# How many different mappings are GxG -> X, where G is a group of order n and X is a set of n elements?

#### pauloromero1983

##### New member
In the context of group theory, there's a theorem that states that for a given positive integer $$n$$ there exist finitely different types of groups of order $$n$$. Notice that the theorem doesn´t say anything of how many groups there are, only states that such groups exist. In the proof of this statement, they define a map $$f:G\times G \rightarrow X$$ where $$X$$ is a set with $$n$$ elements. Defining a group structure in the same map by means of the product rule $$f(g_{1})f(g_{2})=f(g_{1}g_{2})$$, where $$g_{1}, g_{2}$$ belong to $$G$$ they arrive to the following conclusion: there's an upper bound on the number of different groups of order $$n$$, namely: $$n^{n^{2}}$$

My question is how to arrive to such conclusion. Im aware that, for every ordered pair of $$G\times G$$ theres $$n$$ images (since $$X$$ was assumed to have $$n$$ elements). For a concrete example, let be $$G$$ a group of 2 elements. Then, there are 4 ordered pairs. Each pair has 2 images, so the total number of maps would be 4*2=8. However, by use of the relation $$n^{n^{2}}$$ we get $$2^{2^{2}}=16$$, i.e, there are 16 different maps, not 8. Im missing something here, but I dont know what exactly what the error is.

#### GJA

##### Well-known member
MHB Math Scholar
Hi pauloromero1983 ,

In the example you gave for each element of $G\times G$ there are 2 choices in $X$ to which the element can be mapped.

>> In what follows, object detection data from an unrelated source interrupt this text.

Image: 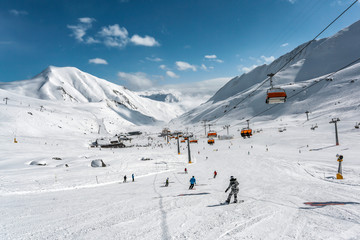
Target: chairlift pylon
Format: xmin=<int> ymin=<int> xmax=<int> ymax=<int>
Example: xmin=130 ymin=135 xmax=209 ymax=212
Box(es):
xmin=265 ymin=73 xmax=287 ymax=104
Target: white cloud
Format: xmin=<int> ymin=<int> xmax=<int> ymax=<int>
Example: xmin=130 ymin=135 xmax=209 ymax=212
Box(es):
xmin=260 ymin=56 xmax=275 ymax=64
xmin=239 ymin=65 xmax=258 ymax=73
xmin=118 ymin=72 xmax=154 ymax=91
xmin=175 ymin=61 xmax=196 ymax=72
xmin=99 ymin=24 xmax=129 ymax=48
xmin=67 ymin=18 xmax=95 ymax=43
xmin=166 ymin=71 xmax=179 ymax=78
xmin=67 ymin=20 xmax=160 ymax=49
xmin=204 ymin=54 xmax=224 ymax=63
xmin=159 ymin=64 xmax=167 ymax=70
xmin=85 ymin=37 xmax=100 ymax=44
xmin=79 ymin=17 xmax=96 ymax=24
xmin=9 ymin=9 xmax=28 ymax=16
xmin=89 ymin=58 xmax=108 ymax=65
xmin=130 ymin=34 xmax=160 ymax=47
xmin=99 ymin=24 xmax=128 ymax=38
xmin=205 ymin=55 xmax=217 ymax=59
xmin=146 ymin=57 xmax=162 ymax=62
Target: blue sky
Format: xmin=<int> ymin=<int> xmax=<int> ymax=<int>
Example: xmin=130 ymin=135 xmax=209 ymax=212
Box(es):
xmin=0 ymin=0 xmax=360 ymax=90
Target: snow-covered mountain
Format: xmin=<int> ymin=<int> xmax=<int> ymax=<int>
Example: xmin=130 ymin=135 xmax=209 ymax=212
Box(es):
xmin=176 ymin=21 xmax=360 ymax=124
xmin=0 ymin=66 xmax=183 ymax=125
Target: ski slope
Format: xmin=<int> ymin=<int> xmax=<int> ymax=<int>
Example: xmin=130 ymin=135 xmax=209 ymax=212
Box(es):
xmin=0 ymin=114 xmax=360 ymax=239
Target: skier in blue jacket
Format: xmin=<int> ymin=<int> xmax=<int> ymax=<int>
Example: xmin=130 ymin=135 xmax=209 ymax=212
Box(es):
xmin=189 ymin=176 xmax=196 ymax=189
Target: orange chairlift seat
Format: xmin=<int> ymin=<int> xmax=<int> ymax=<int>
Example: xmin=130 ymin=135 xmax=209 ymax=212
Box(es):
xmin=241 ymin=128 xmax=252 ymax=138
xmin=265 ymin=73 xmax=287 ymax=104
xmin=208 ymin=132 xmax=217 ymax=137
xmin=265 ymin=88 xmax=287 ymax=104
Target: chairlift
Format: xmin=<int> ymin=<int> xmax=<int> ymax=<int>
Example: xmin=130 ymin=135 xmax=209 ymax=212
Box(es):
xmin=208 ymin=131 xmax=217 ymax=137
xmin=241 ymin=128 xmax=252 ymax=138
xmin=265 ymin=73 xmax=287 ymax=104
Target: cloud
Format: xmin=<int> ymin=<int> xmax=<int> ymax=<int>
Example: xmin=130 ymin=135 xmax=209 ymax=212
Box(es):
xmin=240 ymin=65 xmax=258 ymax=73
xmin=0 ymin=41 xmax=13 ymax=45
xmin=9 ymin=9 xmax=28 ymax=16
xmin=146 ymin=57 xmax=162 ymax=62
xmin=99 ymin=24 xmax=129 ymax=48
xmin=130 ymin=34 xmax=160 ymax=47
xmin=260 ymin=56 xmax=275 ymax=64
xmin=89 ymin=58 xmax=108 ymax=65
xmin=79 ymin=17 xmax=95 ymax=24
xmin=205 ymin=55 xmax=217 ymax=59
xmin=159 ymin=64 xmax=168 ymax=70
xmin=201 ymin=64 xmax=207 ymax=71
xmin=166 ymin=71 xmax=179 ymax=78
xmin=67 ymin=20 xmax=160 ymax=48
xmin=118 ymin=72 xmax=154 ymax=91
xmin=175 ymin=61 xmax=197 ymax=72
xmin=67 ymin=17 xmax=95 ymax=43
xmin=204 ymin=54 xmax=224 ymax=63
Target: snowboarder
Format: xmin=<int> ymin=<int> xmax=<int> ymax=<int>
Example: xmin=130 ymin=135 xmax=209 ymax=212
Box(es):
xmin=225 ymin=176 xmax=239 ymax=204
xmin=189 ymin=176 xmax=196 ymax=189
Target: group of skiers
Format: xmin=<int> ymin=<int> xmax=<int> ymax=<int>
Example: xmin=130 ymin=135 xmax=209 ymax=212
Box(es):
xmin=165 ymin=168 xmax=239 ymax=204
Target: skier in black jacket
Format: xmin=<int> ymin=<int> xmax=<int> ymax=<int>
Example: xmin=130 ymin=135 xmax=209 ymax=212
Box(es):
xmin=225 ymin=176 xmax=239 ymax=203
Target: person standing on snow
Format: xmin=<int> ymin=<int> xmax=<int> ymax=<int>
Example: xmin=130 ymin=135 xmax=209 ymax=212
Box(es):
xmin=189 ymin=176 xmax=196 ymax=189
xmin=225 ymin=176 xmax=239 ymax=203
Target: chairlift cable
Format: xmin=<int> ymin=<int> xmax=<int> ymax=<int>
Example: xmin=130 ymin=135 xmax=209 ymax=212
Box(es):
xmin=234 ymin=57 xmax=360 ymax=126
xmin=208 ymin=0 xmax=358 ymax=126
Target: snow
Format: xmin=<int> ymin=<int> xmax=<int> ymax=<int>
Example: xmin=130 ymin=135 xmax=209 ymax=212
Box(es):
xmin=0 ymin=113 xmax=360 ymax=239
xmin=0 ymin=19 xmax=360 ymax=239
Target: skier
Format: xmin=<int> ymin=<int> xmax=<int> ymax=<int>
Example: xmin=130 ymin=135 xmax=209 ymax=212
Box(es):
xmin=225 ymin=176 xmax=239 ymax=204
xmin=189 ymin=176 xmax=196 ymax=189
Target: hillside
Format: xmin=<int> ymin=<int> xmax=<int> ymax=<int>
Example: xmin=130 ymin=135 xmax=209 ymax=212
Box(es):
xmin=0 ymin=66 xmax=183 ymax=125
xmin=174 ymin=21 xmax=360 ymax=124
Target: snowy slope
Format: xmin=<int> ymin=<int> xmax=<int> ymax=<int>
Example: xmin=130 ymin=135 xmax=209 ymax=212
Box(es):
xmin=0 ymin=108 xmax=360 ymax=240
xmin=0 ymin=66 xmax=183 ymax=124
xmin=179 ymin=21 xmax=360 ymax=123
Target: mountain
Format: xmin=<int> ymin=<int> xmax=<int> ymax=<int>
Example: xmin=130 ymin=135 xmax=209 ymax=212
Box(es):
xmin=0 ymin=66 xmax=183 ymax=125
xmin=174 ymin=21 xmax=360 ymax=124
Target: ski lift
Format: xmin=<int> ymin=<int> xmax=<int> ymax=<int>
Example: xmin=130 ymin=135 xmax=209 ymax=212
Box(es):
xmin=241 ymin=128 xmax=252 ymax=138
xmin=265 ymin=73 xmax=287 ymax=104
xmin=208 ymin=131 xmax=217 ymax=137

Since the total number of elements in $G\times G$ is 4, the total number of possible mappings is $2\times 2\times 2\times 2 = 2^{4} = 16.$

In general, if $A$ and $B$ are finite sets, then there are $|B|^{|A|}$ different mappings/functions from $A$ to $B$. Does this help answer your question?

#### pauloromero1983

##### New member
ok, I think I understand now, thank you.